Spike realized that of all the team Swanny was the most daring, but he did not realize that this was in his blood, that it came from a man with a flowing yellow mane who went into battle singing hymns with Gustavus II at Lutzen.
Nor did Spike know that in ’62 a boy named Tucker marched off from a New England farm to die with the Second Connecticut Volunteers at Cedar Creek in the Shenandoah Valley, nor that the regiment against them was the Third North Carolina State Troops commanded by a man named Russell. Although he knew a Russell was an officer in the Confederate army, he did not know that a peppery, leather-lunged little fellow full of fire and spirit fought beside Andrew Jackson on the shell-swept rampart of the Rodriguez Canal at New Orleans. He didn’t know that a red-bearded man named Allen had piled his family and goods into a wagon after the Civil War and, with his rifle on his knees, whipped up his horses and started west.
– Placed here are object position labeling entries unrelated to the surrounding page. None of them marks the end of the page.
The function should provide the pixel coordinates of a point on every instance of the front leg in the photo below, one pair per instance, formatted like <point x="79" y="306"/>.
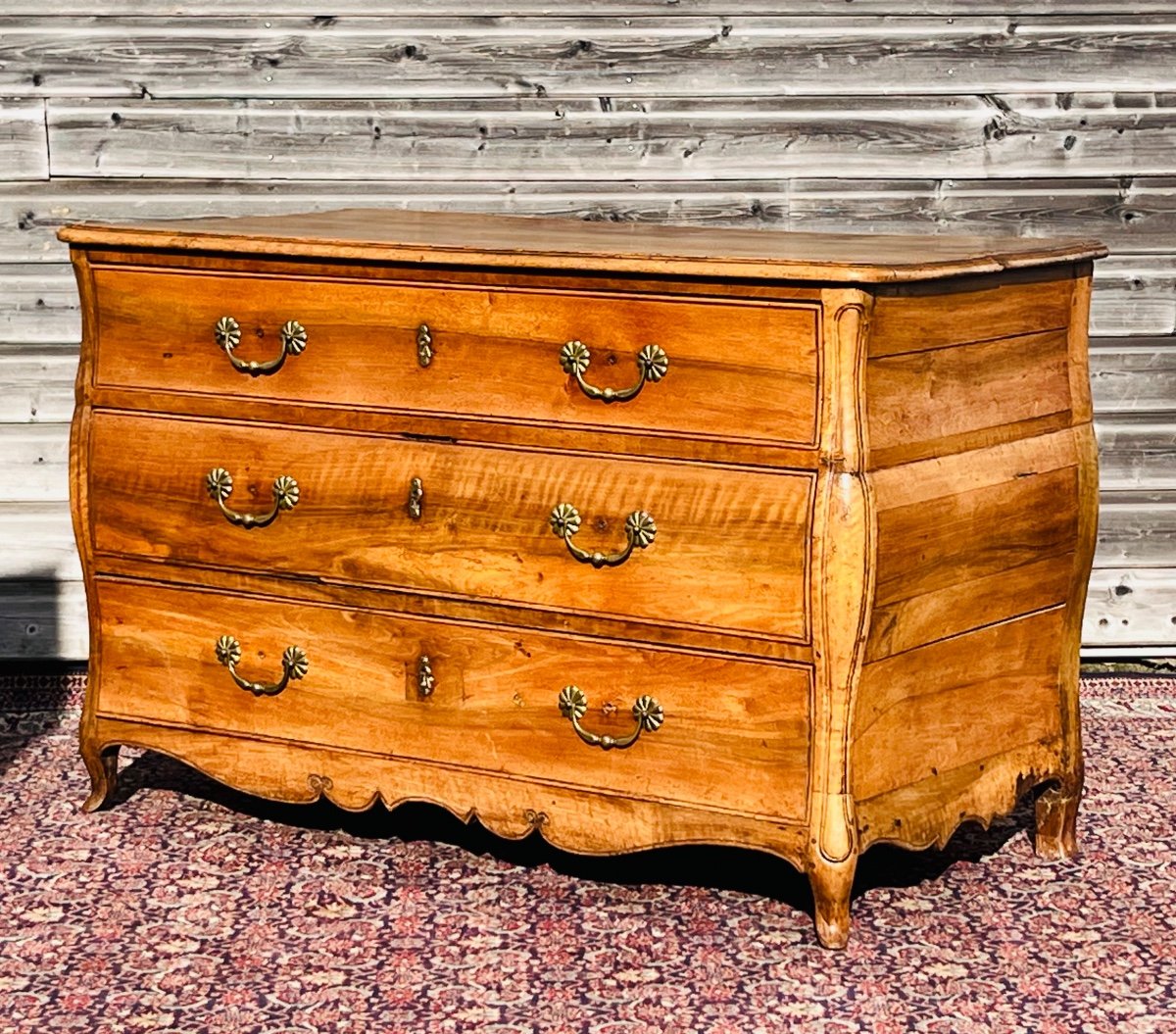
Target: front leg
<point x="103" y="764"/>
<point x="1057" y="817"/>
<point x="832" y="883"/>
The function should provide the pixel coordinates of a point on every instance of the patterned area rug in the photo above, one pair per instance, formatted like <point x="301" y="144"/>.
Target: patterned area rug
<point x="189" y="909"/>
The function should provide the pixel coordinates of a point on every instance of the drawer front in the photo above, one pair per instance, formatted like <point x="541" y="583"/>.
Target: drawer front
<point x="734" y="734"/>
<point x="727" y="548"/>
<point x="735" y="369"/>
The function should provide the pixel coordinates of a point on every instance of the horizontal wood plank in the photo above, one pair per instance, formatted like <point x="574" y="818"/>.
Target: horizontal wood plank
<point x="600" y="9"/>
<point x="36" y="382"/>
<point x="44" y="618"/>
<point x="1132" y="215"/>
<point x="34" y="462"/>
<point x="39" y="305"/>
<point x="629" y="136"/>
<point x="675" y="54"/>
<point x="1130" y="607"/>
<point x="38" y="541"/>
<point x="1134" y="295"/>
<point x="1134" y="374"/>
<point x="24" y="146"/>
<point x="1136" y="452"/>
<point x="1138" y="529"/>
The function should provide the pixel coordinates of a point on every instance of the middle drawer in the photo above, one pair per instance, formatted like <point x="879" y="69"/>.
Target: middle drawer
<point x="630" y="539"/>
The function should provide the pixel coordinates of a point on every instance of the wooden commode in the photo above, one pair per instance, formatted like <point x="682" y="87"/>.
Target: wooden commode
<point x="632" y="535"/>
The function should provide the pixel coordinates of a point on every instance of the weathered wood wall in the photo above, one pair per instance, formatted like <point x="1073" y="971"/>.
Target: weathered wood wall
<point x="1056" y="117"/>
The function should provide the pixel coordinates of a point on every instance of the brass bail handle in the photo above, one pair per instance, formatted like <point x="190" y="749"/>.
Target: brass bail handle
<point x="640" y="532"/>
<point x="292" y="335"/>
<point x="294" y="667"/>
<point x="653" y="363"/>
<point x="219" y="483"/>
<point x="647" y="712"/>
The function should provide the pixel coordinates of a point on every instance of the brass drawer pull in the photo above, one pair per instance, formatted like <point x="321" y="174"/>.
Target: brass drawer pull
<point x="219" y="483"/>
<point x="294" y="665"/>
<point x="426" y="681"/>
<point x="639" y="528"/>
<point x="416" y="504"/>
<point x="652" y="365"/>
<point x="228" y="336"/>
<point x="647" y="711"/>
<point x="423" y="345"/>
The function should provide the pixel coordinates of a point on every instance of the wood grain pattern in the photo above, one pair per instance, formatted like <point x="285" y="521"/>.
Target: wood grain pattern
<point x="1139" y="451"/>
<point x="917" y="318"/>
<point x="744" y="370"/>
<point x="1129" y="374"/>
<point x="42" y="617"/>
<point x="485" y="529"/>
<point x="973" y="539"/>
<point x="36" y="383"/>
<point x="38" y="306"/>
<point x="845" y="547"/>
<point x="930" y="609"/>
<point x="670" y="56"/>
<point x="38" y="538"/>
<point x="23" y="140"/>
<point x="1130" y="215"/>
<point x="946" y="400"/>
<point x="1094" y="134"/>
<point x="473" y="240"/>
<point x="603" y="9"/>
<point x="1132" y="607"/>
<point x="1127" y="303"/>
<point x="494" y="706"/>
<point x="1138" y="529"/>
<point x="571" y="818"/>
<point x="34" y="463"/>
<point x="30" y="216"/>
<point x="1135" y="295"/>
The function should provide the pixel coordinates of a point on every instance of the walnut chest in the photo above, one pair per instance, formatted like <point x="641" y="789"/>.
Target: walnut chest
<point x="630" y="535"/>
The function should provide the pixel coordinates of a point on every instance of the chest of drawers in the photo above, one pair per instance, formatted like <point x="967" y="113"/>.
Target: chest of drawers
<point x="628" y="535"/>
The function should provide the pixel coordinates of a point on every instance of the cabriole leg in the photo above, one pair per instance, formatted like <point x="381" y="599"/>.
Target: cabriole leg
<point x="832" y="883"/>
<point x="1057" y="817"/>
<point x="104" y="773"/>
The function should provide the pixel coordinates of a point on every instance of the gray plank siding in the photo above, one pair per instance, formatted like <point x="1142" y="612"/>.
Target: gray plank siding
<point x="24" y="140"/>
<point x="1046" y="118"/>
<point x="620" y="138"/>
<point x="676" y="56"/>
<point x="601" y="9"/>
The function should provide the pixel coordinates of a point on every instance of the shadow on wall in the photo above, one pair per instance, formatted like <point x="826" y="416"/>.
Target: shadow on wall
<point x="38" y="689"/>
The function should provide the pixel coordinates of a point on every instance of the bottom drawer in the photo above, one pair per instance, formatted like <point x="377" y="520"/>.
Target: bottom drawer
<point x="734" y="735"/>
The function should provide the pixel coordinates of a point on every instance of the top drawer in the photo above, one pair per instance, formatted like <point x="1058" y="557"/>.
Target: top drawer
<point x="734" y="369"/>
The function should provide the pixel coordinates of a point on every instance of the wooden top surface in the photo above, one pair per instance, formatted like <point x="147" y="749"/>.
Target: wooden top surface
<point x="385" y="234"/>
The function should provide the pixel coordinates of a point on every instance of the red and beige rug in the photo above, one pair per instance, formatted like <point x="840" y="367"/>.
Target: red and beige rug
<point x="189" y="907"/>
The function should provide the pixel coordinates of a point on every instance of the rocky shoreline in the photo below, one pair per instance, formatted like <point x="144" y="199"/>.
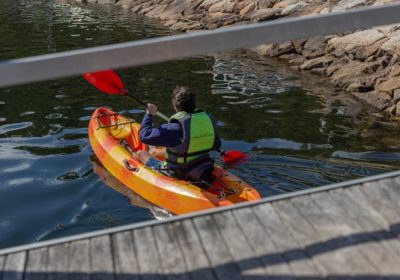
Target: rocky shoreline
<point x="364" y="63"/>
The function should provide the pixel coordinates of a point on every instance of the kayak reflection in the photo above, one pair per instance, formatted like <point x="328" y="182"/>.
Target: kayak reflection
<point x="107" y="178"/>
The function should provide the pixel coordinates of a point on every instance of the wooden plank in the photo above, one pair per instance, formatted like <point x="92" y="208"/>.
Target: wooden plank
<point x="79" y="260"/>
<point x="147" y="255"/>
<point x="126" y="266"/>
<point x="383" y="261"/>
<point x="382" y="195"/>
<point x="372" y="220"/>
<point x="196" y="261"/>
<point x="36" y="264"/>
<point x="237" y="244"/>
<point x="216" y="250"/>
<point x="57" y="262"/>
<point x="351" y="260"/>
<point x="173" y="264"/>
<point x="101" y="258"/>
<point x="292" y="251"/>
<point x="14" y="266"/>
<point x="262" y="245"/>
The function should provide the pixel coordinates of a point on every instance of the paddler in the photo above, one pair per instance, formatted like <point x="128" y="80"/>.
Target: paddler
<point x="185" y="140"/>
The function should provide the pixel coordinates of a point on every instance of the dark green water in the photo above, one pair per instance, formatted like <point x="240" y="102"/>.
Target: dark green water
<point x="299" y="132"/>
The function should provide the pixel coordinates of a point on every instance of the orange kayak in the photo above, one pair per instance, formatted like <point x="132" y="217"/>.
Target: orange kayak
<point x="114" y="138"/>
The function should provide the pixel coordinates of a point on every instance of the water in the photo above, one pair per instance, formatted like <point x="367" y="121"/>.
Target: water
<point x="299" y="132"/>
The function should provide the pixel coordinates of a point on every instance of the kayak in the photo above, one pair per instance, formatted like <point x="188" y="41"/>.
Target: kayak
<point x="114" y="139"/>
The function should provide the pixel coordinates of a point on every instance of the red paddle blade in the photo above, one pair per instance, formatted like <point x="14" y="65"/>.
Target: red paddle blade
<point x="234" y="156"/>
<point x="107" y="81"/>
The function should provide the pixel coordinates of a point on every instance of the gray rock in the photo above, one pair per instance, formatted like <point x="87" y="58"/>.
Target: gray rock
<point x="348" y="4"/>
<point x="390" y="85"/>
<point x="283" y="4"/>
<point x="263" y="4"/>
<point x="294" y="8"/>
<point x="315" y="47"/>
<point x="285" y="48"/>
<point x="365" y="52"/>
<point x="320" y="62"/>
<point x="392" y="43"/>
<point x="262" y="15"/>
<point x="396" y="95"/>
<point x="345" y="75"/>
<point x="380" y="100"/>
<point x="352" y="42"/>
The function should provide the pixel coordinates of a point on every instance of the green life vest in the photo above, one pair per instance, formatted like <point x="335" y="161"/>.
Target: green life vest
<point x="198" y="140"/>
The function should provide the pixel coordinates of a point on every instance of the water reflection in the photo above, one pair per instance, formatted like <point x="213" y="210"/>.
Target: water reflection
<point x="134" y="199"/>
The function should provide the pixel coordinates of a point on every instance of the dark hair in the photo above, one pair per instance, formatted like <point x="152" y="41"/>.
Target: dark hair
<point x="184" y="99"/>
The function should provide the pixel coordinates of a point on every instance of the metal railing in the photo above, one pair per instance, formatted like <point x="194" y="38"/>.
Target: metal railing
<point x="63" y="64"/>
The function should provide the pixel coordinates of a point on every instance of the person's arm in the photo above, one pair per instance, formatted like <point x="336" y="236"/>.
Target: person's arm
<point x="166" y="135"/>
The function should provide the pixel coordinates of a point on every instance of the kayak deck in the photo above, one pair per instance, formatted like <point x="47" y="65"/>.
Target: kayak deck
<point x="108" y="130"/>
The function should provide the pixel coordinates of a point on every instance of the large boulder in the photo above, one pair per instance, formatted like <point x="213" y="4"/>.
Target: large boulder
<point x="349" y="4"/>
<point x="392" y="43"/>
<point x="352" y="42"/>
<point x="262" y="15"/>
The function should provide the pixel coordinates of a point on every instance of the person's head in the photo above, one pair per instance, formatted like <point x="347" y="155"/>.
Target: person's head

Over the Mississippi, through the frontier regions of the Middle Border, out into the desolate prairie where you had to be ready for anything, across the Rockies and into the sunbaked lands along the Pacific. Spike did not know this. He would have been surprised to learn that Red Allen came from men who were quick on the draw, that some of his courage and alertness came from men who had been used to facing danger.